In one of the Harry Potter books, Dumbledore tells Ron, “It takes a great deal of bravery to stand up to our enemies, but just as much to stand up to our friends.” The disturbing details that emerged from the Bois Locker Room Instagram group reeked of toxic masculinity and an overbearing sense of male privilege. A group of young adults, from well-to-do families and some of the best schools casually talking about gangraping their female peers shook the moral fabric of Indian society and as a woman, it, honestly, scared me.
But while I read the news and scrolled through the many outraged posts, a question, a thought came into my mind. These screenshots were shared by an inactive member who seemingly didn’t agree or participate in these horrific conversations. Which brings me to the question, as horrific as all of this is for women and young girls, how does it impact the lives of men and boys who don’t identify with these thoughts but are forced to participate in fear of being shunned, bullied or ostracized? Peer pressure is very very real.
The young man from this group possibly developed a conscience or maybe the conversation simply crossed his threshold of tolerance and he did what he could best: make his female friend aware of what was being shared and said about her. The fight from then on was hers and of many like her. The silence of the ‘inactive’ members and this discreet distribution of the screenshot sheds light on another pressing concern, the plight of the ‘few good men’. Those who know and see the wrong but feel unable to act, primarily because popularity precedes morality.

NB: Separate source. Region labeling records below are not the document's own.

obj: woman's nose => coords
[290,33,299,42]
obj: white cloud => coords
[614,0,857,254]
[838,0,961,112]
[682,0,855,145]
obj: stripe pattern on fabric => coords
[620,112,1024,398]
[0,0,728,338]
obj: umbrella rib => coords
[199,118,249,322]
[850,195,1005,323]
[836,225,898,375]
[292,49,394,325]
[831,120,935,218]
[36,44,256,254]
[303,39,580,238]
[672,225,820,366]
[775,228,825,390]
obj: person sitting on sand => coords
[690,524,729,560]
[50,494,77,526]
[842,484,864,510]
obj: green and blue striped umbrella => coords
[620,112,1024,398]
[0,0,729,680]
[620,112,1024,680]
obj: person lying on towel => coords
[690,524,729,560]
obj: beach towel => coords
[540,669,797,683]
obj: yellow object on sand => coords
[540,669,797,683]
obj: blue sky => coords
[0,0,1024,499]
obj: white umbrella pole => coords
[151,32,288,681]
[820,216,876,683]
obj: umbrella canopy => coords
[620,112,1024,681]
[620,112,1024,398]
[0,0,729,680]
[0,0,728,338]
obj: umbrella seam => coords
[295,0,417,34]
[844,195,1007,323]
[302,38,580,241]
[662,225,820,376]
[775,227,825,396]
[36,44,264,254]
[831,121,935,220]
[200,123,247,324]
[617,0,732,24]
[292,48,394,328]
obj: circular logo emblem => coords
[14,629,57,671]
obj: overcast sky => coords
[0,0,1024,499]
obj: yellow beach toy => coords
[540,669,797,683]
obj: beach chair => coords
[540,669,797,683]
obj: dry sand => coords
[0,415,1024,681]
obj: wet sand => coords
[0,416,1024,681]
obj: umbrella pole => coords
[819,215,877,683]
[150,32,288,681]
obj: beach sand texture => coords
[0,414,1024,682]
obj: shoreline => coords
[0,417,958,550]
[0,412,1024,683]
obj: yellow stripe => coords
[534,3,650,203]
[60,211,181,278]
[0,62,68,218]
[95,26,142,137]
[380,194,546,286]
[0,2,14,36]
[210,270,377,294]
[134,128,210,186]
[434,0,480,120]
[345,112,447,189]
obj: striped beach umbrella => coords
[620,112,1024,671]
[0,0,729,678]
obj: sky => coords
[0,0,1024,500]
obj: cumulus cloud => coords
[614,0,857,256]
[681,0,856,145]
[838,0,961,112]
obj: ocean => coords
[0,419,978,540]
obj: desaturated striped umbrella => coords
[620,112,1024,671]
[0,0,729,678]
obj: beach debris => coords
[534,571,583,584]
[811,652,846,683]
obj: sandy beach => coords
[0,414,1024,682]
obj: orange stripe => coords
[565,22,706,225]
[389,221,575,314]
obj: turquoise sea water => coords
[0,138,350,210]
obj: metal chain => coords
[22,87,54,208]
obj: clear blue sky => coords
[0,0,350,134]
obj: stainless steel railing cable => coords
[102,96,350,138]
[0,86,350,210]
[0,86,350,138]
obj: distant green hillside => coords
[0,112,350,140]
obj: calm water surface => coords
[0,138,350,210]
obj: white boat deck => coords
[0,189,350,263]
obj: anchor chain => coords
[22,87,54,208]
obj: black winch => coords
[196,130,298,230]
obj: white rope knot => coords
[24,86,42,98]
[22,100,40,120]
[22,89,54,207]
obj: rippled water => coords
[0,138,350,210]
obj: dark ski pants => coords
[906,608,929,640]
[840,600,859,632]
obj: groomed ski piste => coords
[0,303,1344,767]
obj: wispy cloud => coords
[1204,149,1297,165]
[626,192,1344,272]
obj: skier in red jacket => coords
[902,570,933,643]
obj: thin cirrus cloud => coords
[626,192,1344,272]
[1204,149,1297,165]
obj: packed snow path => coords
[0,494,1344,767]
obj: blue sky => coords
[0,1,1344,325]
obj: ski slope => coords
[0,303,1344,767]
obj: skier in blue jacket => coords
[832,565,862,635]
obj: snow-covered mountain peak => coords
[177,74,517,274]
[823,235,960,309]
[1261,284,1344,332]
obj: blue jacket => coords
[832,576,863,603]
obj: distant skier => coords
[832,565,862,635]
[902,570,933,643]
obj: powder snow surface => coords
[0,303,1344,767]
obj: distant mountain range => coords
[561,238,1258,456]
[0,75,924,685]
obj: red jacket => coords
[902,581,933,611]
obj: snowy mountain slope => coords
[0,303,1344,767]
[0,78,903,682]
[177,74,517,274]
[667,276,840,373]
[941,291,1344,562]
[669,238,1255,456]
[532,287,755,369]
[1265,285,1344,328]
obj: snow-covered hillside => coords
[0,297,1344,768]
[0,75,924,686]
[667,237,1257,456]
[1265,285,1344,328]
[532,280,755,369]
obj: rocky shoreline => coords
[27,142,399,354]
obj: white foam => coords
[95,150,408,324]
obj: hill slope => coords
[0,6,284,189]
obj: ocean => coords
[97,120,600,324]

The ‘inactive members’ or as we rightfully call them, ‘silent spectators’ to the filth that was shared, were not included in a new group formed once the boys had realized there was a leak among them. They are complicit in their silence and perhaps as much to blame in encouraging, not definitely calling out their friends, not stopping the trash. And here is misogyny’s other victim, the boys who can’t say No.
While women are subjected to this pervasiveness on a regular, almost daily basis, misogyny claims male victims too. Young boys believe they need to act a certain way to establish that they are in fact boys. Standing up to their friends could mean incessant name-calling, ‘sissy, pansy, scaredy-cat, weak’, constant bullying and systematic exclusion from a peer circle. While some boys might come out of this unscathed, quite a few of them will succumb to the pressure, unable to handle the mental anguish that it will bring. A few among the ‘few’ good men will participate, more to safeguard their own fledgeling egos than because they really want to until eventually, they do. This needs to be nipped in the bud.
Boys need to be told that it’s okay to cry, to love, to fight. Boys need to be told, at home, from as early as possible, that women are their equals. They need to be reminded that constructs like ‘the fairer sex’ are a regressive outdated mindset, something they should update as regularly as they do phones. They need to understand sexuality and embrace it as a cognitive natural process and most importantly they need to be told about consent. Masculinity needs to be defined as much as Feminism does and in a way that drives home the point that more important and bigger than both are Humanity and Sensitivity.